Recently, a medical student told me that she helped diagnose an acquaintance with acromegaly after learning about it in our endocrine course! It was extremely gratifying to see our students helping patients so early in their training.

Working with AI

Physician Focus: You’re interested in artificial intelligence (AI) applications for medical education and endocrine training in particular. Where are you at in exploring the emerging technologies?

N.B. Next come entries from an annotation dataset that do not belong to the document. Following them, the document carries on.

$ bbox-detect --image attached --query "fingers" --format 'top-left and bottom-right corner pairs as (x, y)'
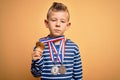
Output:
(32, 50), (42, 60)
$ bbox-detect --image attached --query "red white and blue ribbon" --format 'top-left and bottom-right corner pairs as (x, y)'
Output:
(41, 36), (65, 64)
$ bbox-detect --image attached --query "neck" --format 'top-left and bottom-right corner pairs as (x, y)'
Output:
(49, 35), (63, 45)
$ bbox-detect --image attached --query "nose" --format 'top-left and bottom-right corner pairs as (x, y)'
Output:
(56, 21), (60, 27)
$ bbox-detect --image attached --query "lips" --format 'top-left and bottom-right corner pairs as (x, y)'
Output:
(54, 29), (61, 32)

Dr. Sum: AI is certainly poised to change the course of work in medicine and education. NYU Langone is already positioned as a leading institution for advancing AI technologies, including being one of the few—if not the only—top academic medical centers with its own dedicated, HIPAA-compliant instance of ChatGPT.

Within the medical school, we recently held a lengthy brainstorming session about the use of AI in medical education and how it could be helpful in organizing vast troves of information and creating content—both for learners and educators. We’re now actively planning how to use these new tools with such a big capacity for information delivery into our modules, starting with basics such as generation of more practice questions, and beyond.